People of all ages are involved with MicroBlitz: at this workshop for seniors, participants learned how to do DNA extraction.
People of all ages are involved with MicroBlitz: at this workshop for seniors, participants learned how to do DNA extraction.
Credit: Sharlene Boey

While the MicroBlitz team is still collecting samples and crunching data, some preliminary results are already at hand from a 2013 survey of soil samples from farming areas around Albany.

In the study, led by UWA Honours student Sharlene Boey, genetic analysis of the soils sampled revealed they predominately hosted bacteria belonging to the phylum Firmicutes.

Bacteria from this phylum are not commonly found at such high levels in soils. They are known for their ability to generate drought-resistant spores, so their presence may hint at the environmental conditions that have influenced this soil.
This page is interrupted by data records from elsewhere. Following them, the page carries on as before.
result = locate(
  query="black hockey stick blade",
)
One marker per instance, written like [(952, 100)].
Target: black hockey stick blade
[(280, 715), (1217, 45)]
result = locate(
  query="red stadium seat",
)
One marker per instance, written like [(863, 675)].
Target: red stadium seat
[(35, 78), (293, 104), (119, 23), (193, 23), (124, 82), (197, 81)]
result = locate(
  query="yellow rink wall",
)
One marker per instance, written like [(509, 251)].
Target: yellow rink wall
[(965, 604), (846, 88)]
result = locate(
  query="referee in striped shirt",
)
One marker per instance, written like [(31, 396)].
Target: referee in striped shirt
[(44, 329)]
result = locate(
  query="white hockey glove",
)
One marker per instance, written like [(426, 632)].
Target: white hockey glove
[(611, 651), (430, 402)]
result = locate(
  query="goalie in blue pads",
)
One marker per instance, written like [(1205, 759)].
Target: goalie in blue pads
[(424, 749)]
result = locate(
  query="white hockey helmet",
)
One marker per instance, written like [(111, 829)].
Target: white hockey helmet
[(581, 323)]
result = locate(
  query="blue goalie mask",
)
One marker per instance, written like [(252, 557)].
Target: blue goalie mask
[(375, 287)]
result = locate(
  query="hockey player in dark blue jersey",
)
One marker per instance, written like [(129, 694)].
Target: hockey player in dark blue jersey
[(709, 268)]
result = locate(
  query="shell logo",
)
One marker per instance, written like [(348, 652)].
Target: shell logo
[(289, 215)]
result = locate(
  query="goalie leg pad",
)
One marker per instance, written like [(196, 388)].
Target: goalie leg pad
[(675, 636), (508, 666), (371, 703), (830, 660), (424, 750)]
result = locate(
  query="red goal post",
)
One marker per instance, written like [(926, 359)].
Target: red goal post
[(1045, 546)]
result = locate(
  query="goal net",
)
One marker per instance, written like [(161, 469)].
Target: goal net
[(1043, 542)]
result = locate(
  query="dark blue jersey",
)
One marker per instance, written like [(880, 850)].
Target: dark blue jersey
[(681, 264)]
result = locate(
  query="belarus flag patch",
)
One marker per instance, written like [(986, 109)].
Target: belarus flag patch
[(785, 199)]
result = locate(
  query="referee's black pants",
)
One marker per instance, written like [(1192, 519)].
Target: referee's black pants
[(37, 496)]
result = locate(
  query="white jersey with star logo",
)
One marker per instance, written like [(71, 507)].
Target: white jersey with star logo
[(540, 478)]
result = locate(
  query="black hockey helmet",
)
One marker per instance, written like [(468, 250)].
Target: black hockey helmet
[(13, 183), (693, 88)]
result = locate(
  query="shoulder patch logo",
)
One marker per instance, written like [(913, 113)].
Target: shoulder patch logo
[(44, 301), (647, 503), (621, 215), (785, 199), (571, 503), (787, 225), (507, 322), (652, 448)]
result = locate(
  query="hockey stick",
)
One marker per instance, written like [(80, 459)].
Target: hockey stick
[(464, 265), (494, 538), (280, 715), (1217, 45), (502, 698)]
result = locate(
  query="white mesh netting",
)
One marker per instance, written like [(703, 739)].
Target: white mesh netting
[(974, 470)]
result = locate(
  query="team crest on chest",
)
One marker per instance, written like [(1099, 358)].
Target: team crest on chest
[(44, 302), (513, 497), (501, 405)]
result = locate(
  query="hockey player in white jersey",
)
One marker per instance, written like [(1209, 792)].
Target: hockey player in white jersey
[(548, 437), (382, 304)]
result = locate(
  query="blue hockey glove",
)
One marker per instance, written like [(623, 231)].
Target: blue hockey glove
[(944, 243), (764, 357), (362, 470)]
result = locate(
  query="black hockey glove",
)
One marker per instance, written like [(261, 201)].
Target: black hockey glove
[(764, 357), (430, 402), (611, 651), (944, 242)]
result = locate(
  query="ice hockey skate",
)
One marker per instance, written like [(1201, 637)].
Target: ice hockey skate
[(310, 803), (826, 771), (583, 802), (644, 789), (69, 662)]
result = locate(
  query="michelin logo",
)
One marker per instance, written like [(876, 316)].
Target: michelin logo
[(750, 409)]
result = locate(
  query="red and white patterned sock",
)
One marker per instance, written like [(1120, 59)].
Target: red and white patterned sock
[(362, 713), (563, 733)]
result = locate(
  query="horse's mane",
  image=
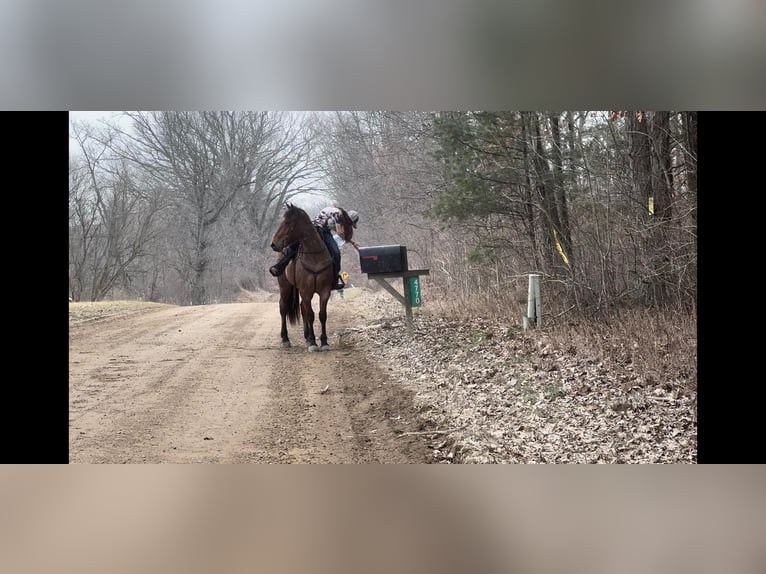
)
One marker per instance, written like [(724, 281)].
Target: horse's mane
[(294, 209)]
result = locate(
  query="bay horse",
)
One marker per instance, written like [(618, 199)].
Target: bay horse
[(309, 273)]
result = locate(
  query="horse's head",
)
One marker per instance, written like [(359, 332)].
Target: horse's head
[(294, 225)]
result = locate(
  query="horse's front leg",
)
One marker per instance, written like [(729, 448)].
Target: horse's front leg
[(308, 325), (283, 333)]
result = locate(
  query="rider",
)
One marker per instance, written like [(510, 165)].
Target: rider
[(336, 226)]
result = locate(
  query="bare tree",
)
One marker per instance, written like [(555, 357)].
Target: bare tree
[(112, 220), (215, 164)]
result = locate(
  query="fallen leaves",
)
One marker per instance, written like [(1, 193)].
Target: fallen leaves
[(514, 397)]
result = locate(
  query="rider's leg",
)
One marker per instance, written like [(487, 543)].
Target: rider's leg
[(335, 252), (287, 254)]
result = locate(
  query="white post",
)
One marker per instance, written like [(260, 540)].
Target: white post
[(534, 303)]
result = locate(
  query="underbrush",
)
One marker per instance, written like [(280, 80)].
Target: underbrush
[(660, 345)]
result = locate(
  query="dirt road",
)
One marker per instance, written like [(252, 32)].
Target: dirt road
[(211, 384)]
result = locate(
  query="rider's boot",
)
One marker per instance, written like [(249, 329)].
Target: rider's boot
[(339, 284)]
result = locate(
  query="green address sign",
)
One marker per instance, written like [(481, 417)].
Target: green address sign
[(415, 298)]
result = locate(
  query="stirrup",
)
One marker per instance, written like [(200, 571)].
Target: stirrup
[(339, 284)]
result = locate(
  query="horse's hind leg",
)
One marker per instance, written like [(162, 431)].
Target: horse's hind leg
[(323, 320), (308, 326), (283, 333)]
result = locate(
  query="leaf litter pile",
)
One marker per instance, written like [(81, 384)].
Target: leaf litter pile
[(488, 392)]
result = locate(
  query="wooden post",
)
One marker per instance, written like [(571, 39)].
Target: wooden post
[(404, 300), (534, 303)]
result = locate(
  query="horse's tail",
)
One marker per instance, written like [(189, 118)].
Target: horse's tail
[(293, 306)]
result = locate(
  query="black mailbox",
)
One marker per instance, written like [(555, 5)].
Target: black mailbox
[(383, 259)]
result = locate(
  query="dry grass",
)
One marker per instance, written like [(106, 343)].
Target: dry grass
[(662, 346), (94, 310)]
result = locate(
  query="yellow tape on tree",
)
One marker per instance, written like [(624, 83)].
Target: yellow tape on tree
[(560, 249)]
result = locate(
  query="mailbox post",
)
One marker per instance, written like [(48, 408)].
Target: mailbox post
[(389, 261)]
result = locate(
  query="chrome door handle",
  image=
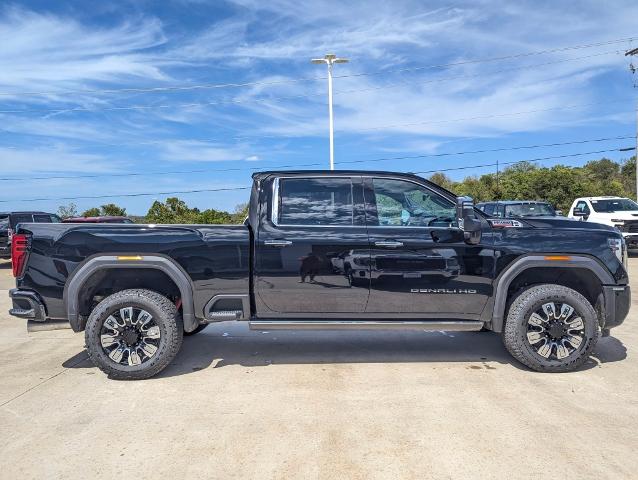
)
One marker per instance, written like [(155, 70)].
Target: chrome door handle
[(277, 243), (389, 243)]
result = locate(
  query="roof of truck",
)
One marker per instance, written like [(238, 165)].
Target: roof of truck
[(513, 202), (610, 197), (335, 173)]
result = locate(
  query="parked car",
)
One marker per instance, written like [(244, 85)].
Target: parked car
[(517, 208), (102, 219), (9, 220), (618, 212), (549, 285)]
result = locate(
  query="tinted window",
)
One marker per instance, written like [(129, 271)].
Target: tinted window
[(46, 218), (529, 210), (614, 205), (402, 203), (21, 218), (315, 201), (582, 206)]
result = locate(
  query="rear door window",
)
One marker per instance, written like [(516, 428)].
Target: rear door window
[(314, 201), (20, 218)]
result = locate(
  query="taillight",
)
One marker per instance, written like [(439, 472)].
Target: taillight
[(19, 249)]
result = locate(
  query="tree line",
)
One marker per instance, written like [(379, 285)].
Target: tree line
[(558, 185)]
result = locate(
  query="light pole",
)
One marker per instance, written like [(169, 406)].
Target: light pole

‘These initial results suggest that our WA soils may represent quite a harsh environment for soil microbes,’ said Professor Whiteley.

‘The key now is to see if this pattern is repeated over the state and how these major groups contribute to the way our soils function.

The MicroBlitz data prised from WA’s soils could answer a host of other questions. For a start, Dr Berendsen would like to know, ‘Where do the bacteria that influence our lives reside when they are not on their (human/animal/plant) host?’